Dans la foulée de mai 1968, mais pour des raisons plus anciennes et plus profondes, la science de Dieu a subi dans le protestantisme français une déplorable éclipse, qui a d’ailleurs son analogue sur le terrain catholique. Au lieu de se soumettre à ce que Dieu nous dit de lui-même dans sa parole, on s’est mis à mettre systématiquement en doute l’Écriture sainte, à lui substituer les dogmes fragiles des sciences humaines, à croire et à enseigner n’importe quoi, au gré des fantaisies de chacun et des modes intellectuelles du moment. Ce mal a pénétré partout: dans les Facultés de Théologie, chez les dirigeants de l’Église, dans les paroisses, dans les mouvements de jeunesse. Le culte est devenu un forum de «conscientisation» sociale et politique. Les cantiques ont fait place à la musique nègre. La lecture de la Bible a cédé le pas à celle du journal du matin. Le catéchisme s’est transformé en débats «informels» sur la sexualité, la drogue et l’objection de conscience. Les dix commandements ont été mis au rancart et le comportement moral du grand nombre est devenu la norme pour les chrétiens. Et tout à l’avenant. Je force les choses, bien sûr, et il n’en a pas été partout ainsi: ne généralisons pas! Mais le mal a été suffisamment étendu pour que des paroisses, des pasteurs, des jeunes, las de ce carnaval et avides de certitude, se mettent à réagir.
Une des formes de cette réaction a été la fondation, en 1974, d’une Faculté de théologie réformée à Aix-en-Provence. Avec pour tâche d’étudier l’Écriture au niveau scientifique, mais dans le respect de ce qu’elle dit. Cette Faculté s’est constituée en marge de l’officialité, non seulement étatique (ce qui est de toute façon le cas des facultés en France, sauf à Strasbourg) mais ecclésiastique aussi. Ce qui ne veut pas dire qu’elle ne veuille travailler dans l’Église ni pour l’Église. Les étudiants formés par elle, et dont les premiers vont achever leurs études cette année, entendent bien se mettre au service des paroisses officielles – ce qui va poser un problème semblable à celui que posent dans le catholicisme les ordonnés d’Ecône -. Mais ce qui prouve que la fondation de cette Faculté répondait à un besoin réel, c’est que le nombre d’étudiants s’est élevé régulièrement chaque année: de 16 qu’ils étaient en 1974, ils sont devenus 74 aujourd’hui, de sorte qu’il a fallu construire de nouveaux bâtiments.

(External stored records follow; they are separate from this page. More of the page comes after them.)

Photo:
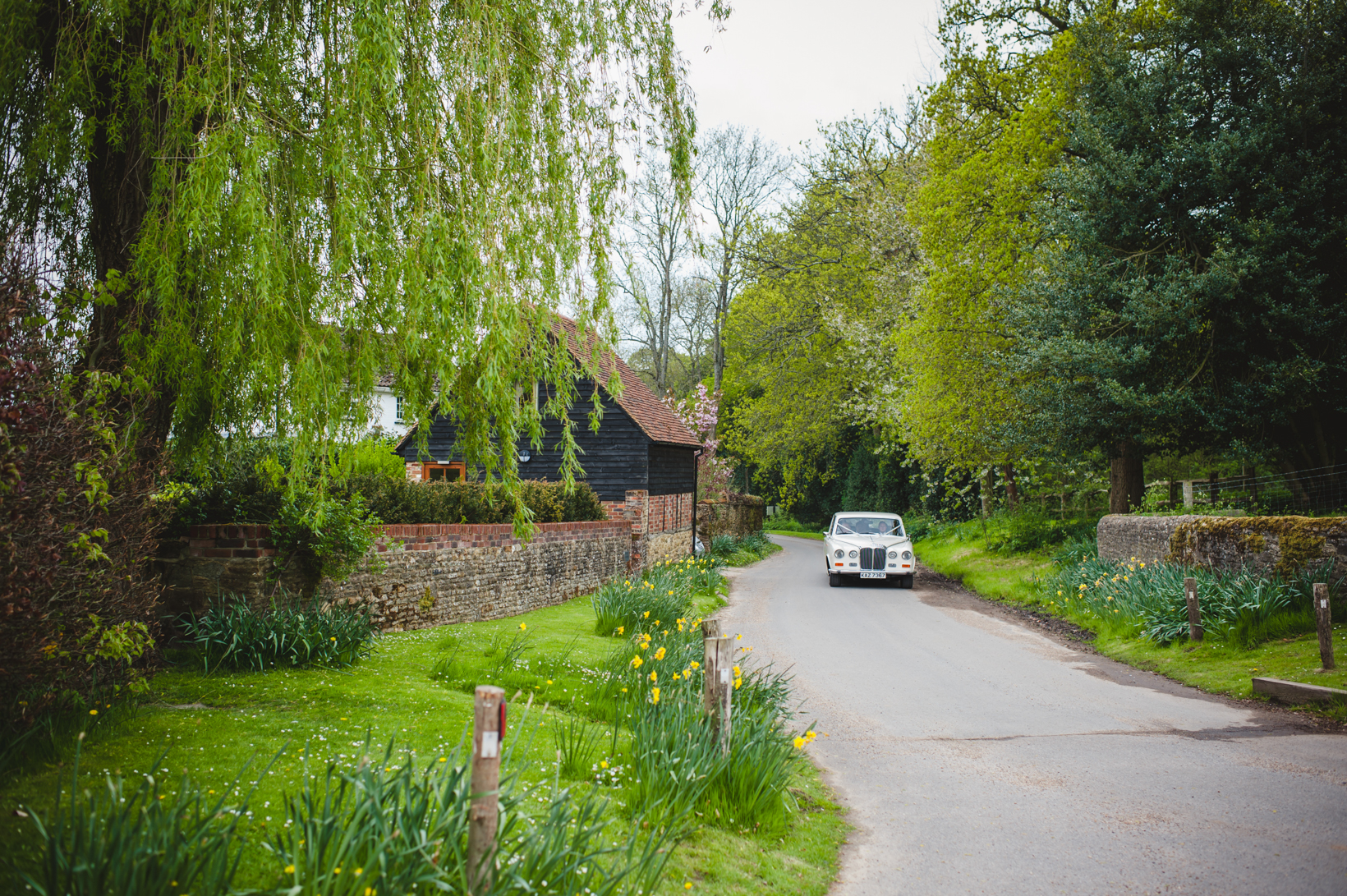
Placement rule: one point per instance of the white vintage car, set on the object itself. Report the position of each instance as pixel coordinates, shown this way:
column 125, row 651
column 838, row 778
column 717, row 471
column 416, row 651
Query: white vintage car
column 862, row 544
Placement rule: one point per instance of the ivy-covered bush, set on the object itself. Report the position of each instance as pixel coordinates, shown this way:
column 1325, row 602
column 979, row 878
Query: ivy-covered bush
column 398, row 500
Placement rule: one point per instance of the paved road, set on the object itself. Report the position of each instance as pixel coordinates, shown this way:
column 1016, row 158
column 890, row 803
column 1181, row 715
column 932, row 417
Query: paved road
column 978, row 756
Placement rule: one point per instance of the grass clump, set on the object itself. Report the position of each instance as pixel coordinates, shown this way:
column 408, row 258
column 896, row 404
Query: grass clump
column 235, row 635
column 142, row 839
column 1244, row 608
column 662, row 593
column 744, row 550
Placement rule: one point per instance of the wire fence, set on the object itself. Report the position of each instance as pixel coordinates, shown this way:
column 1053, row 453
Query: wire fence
column 1317, row 490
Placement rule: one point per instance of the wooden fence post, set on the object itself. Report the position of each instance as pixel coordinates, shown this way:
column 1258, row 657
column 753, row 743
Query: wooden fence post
column 482, row 818
column 710, row 671
column 725, row 675
column 1324, row 616
column 1189, row 588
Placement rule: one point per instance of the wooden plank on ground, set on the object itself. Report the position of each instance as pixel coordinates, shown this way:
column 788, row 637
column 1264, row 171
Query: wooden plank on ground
column 1298, row 692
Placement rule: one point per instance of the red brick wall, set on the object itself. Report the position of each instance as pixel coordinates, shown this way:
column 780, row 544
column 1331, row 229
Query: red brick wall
column 650, row 513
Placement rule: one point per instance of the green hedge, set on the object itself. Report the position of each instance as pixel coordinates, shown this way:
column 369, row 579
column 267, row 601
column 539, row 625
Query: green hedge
column 400, row 502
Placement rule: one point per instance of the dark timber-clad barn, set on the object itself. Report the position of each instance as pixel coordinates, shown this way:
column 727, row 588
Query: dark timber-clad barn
column 641, row 462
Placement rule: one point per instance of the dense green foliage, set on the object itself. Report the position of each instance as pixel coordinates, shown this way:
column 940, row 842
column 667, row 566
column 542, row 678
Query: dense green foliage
column 396, row 500
column 1188, row 287
column 388, row 825
column 1106, row 250
column 237, row 636
column 252, row 485
column 258, row 210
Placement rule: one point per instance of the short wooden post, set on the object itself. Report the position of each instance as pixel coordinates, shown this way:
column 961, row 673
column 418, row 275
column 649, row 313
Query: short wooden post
column 1189, row 589
column 482, row 818
column 1324, row 616
column 710, row 671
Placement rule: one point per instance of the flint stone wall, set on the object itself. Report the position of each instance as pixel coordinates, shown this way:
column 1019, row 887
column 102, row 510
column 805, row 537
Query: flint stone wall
column 1261, row 543
column 416, row 576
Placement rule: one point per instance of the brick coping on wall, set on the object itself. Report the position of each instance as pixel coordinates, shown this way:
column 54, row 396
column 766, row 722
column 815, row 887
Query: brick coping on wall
column 252, row 540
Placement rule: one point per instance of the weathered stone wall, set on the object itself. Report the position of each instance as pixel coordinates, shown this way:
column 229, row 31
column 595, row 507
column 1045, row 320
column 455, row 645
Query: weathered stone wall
column 662, row 525
column 1264, row 543
column 1147, row 538
column 740, row 515
column 418, row 576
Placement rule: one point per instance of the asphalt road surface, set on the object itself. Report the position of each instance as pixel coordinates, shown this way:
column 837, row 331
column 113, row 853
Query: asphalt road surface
column 980, row 756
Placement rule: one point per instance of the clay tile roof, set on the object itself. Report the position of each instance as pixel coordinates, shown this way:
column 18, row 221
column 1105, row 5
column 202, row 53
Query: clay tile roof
column 654, row 416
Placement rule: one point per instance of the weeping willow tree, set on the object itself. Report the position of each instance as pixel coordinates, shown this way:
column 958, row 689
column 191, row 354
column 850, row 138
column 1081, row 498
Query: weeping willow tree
column 255, row 209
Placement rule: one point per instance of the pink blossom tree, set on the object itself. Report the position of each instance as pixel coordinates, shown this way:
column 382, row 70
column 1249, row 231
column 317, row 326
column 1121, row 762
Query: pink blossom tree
column 701, row 412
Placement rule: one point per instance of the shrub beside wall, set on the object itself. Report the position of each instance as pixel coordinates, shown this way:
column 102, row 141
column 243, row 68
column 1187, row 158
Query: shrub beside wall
column 77, row 605
column 738, row 515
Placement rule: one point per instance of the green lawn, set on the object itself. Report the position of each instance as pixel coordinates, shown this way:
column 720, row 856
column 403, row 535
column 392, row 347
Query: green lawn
column 1214, row 666
column 962, row 554
column 208, row 727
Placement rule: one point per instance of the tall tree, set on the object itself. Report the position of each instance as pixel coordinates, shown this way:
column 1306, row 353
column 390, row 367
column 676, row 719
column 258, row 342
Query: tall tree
column 1189, row 294
column 260, row 208
column 811, row 338
column 660, row 246
column 740, row 176
column 993, row 135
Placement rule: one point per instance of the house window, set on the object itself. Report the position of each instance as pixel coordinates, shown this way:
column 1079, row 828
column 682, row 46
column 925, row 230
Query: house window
column 442, row 472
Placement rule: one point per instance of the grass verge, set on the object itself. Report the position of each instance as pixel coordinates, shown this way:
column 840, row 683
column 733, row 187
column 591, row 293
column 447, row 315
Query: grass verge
column 1214, row 666
column 414, row 689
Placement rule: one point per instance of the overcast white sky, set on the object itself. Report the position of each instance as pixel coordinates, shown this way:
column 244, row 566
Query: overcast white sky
column 783, row 67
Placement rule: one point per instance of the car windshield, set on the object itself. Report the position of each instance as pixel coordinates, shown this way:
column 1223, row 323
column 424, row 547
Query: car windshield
column 867, row 526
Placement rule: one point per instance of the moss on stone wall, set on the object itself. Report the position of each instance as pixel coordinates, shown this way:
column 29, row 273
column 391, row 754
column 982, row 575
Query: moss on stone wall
column 1283, row 542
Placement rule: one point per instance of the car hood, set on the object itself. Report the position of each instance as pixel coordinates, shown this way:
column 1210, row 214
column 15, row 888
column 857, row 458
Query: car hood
column 871, row 540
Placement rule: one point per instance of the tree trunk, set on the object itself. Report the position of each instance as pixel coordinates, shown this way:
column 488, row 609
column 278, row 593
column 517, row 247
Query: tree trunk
column 1012, row 492
column 120, row 172
column 1126, row 483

Lausanne aura bientôt le privilège de recevoir et d’entendre le doyen de cette Faculté d’Aix-en-Provence. Précédemment pasteur à Paris, bien connu des lecteurs d’Ichthus et de la Revue réformée, M. Pierre Courthial enseigne à Aix l’éthique et la théologie pratique. Il parlera dans l’Église des Terreaux, le jeudi 23 février au soir, sur un sujet dont le titre est bien propre à susciter l’intérêt: «Une nouvelle Réformation ? Pourquoi pas ?»
La théologie est la base de tout, n’en déplaise à ceux qui s’en moquent. Il est vital pour le monde que cette théologie soit bonne, authentique. Pas de théologie de bar-à-café.
Roger Barilier[1]
[1]Nouvelle Revue de Lausanne, 11,2.1978, Reproduit avec l’autorisation de l’auteur.